# PlyPlus - a friendly yet powerful LR-parser written in Python.

Plyplus is a general-purpose parser built on top of [PLY](http://www.dabeaz.com/ply/), written in python, with a slightly different approach to parsing.

Most parsers work by calling a function for each rule they identify, which processes the data and returns to the parser. Plyplus parses the entire file into a parse-tree, letting you search and process it using visitors and pattern-matching.

Plyplus makes two uncommon separations: of code from grammar, and of processing from parsing.  The result of this approach is (hopefully) a cleaner design, more powerful grammar processing, and a parser which is easier to write and to understand.

## Features

 - Automatically builds an AST. Customizable in grammar (expand and flatten nodes automatically)
 - Selectors: run powerful queries on the AST
 - Rule operators mimicking regular expressions (supported: parentheses, '|', '\*', '?', and '+')
 - Comes with a full, flexible, Python grammar
 - Nested grammars (a grammar within a grammar. Useful for HTML/CSS, for example)
 - Automatic line counting
 - From PLY: Readable errors, Debug mode
 - And more! ...

## Questions

Q. How capable is Plyplus?

A. Plyplus is capable of parsing any LR-compatible grammar. It supports post-tokenizing code, so it's capable of parsing python (it comes with a ready-to-use python parser). Other features, such as sub-grammars, provide more options to handle the trickier grammars.

Q. How fast is it?

A. Plyplus does not put speed as its first priority. However, right now it manages to parse the entire Python26/Libs directory (200 files, 4mb of text, including post-processing) in about 42 seconds on my humble dual-core 2ghz 2gb-ram machine.

Q. So what is Plyplus' first priority?

A. Ease of use. See the example and judge for yourself.

## Tutorials

Learn how to write a grammar for Plyplus at the [tutorial](/erezsh/plyplus/blob/master/tutorial.md)

Learn how to query the AST using [selectors](/erezsh/plyplus/blob/master/selectors.md)

## Examples

This section contains examples of plyplus usage. For a better explanation, check out [the tutorial](/erezsh/plyplus/blob/master/tutorial.md). If something is still not clear, feel free to email me and ask!

### Parsing Python

We'll use Plyplus' grammar for Python, and play with os.py for a bit (though it could be any Python file).

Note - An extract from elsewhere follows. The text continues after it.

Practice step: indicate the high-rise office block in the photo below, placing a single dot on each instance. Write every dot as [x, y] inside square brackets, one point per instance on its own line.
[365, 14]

For starters, let's do something simple: Let's list all of the functions (or methods) in the os module. We'll query the AST using [selectors](/erezsh/plyplus/blob/master/selectors.md), so click the link if you want to be able to follow (or maybe an understanding of CSS/JQuery is enough?).

    >>> import plyplus
    >>> g = plyplus.Grammar(file(r'e:\python\plyplus\grammars\python.g'))   # load grammar
    >>> t = g.parse(file(r'c:\python27\lib\os.py').read())                  # read os.py
    >>> t.select('funcdef > name > *:is-leaf')
    ['_get_exports_list', 'makedirs', 'removedirs', 'renames', 'walk', 'execl', 'execle', 'execlp', 'execlpe', ...

(Run it yourself for the full input)

Now let's count how many times os.py calls isinstance:

    >>> len(t.select('/isinstance/'))
    3

Interesting! But where in the file are they called? We can use the "line" attribute to find out (there's also a column attribute!):

    >>> [x.line for x in t.select('/isinstance/')]
    [669, 689, 709]

Let's look at one of those calls. We'll need to select more context for that.

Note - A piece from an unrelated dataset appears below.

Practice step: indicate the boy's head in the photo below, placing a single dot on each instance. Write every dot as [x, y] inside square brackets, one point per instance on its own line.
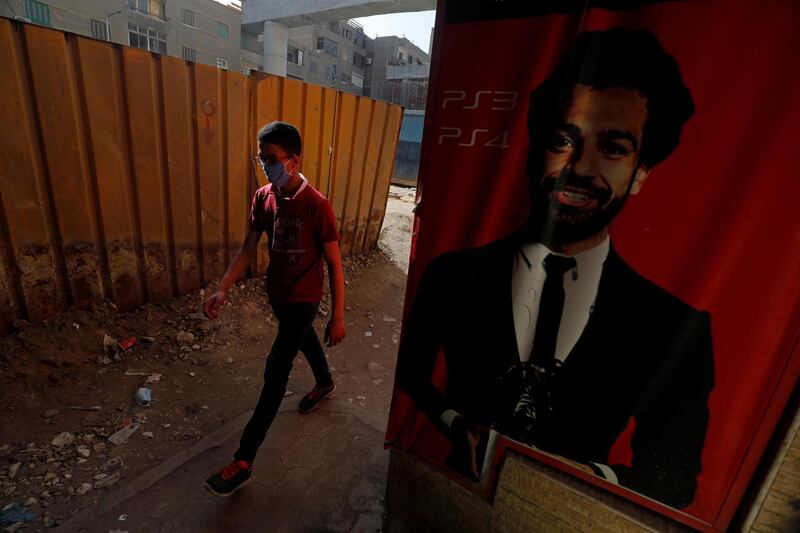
[279, 142]
[283, 135]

    >>> t.select('=funccall > name > /isinstance/')[0]
    funccall(name('isinstance'), arglist(arg(name('cmd')), arg(name('basestring'))))

More context?

    >>> _.parent().parent().parent()
    funccall(attrget(name('subprocess'), name('Popen')), arglist(arg(name('cmd')), arg(name('shell'), funccall(...

Hard to read? Try looking at it visually! (requires pydot)

    >>> _.to_png_with_pydot(r'calling_popen.png')

[calling\_popen.png](/erezsh/plyplus/blob/master/calling_popen.png)

### Parsing INI files

INI files are too open-handed to be a good candidate for LR-parsing, but PlyPlus can handle them using nested grammars. By parsing different elements separately, a "]" symbol can be both a special token and just part of the text, all in the same file.

Let's parse an INI file that comes with numpy.

    >>> g = plyplus.Grammar(file(r'e:\python\plyplus\grammars\config.g'))   # load grammar
    >>> t = g.parse(file(r"C:\Python26\Lib\site-packages\numpy\core\lib\npy-pkg-config\npymath.ini").read())

List the sections:

    >>> t.select('section > start > name *')
    ['meta', 'variables', 'default', 'msvc']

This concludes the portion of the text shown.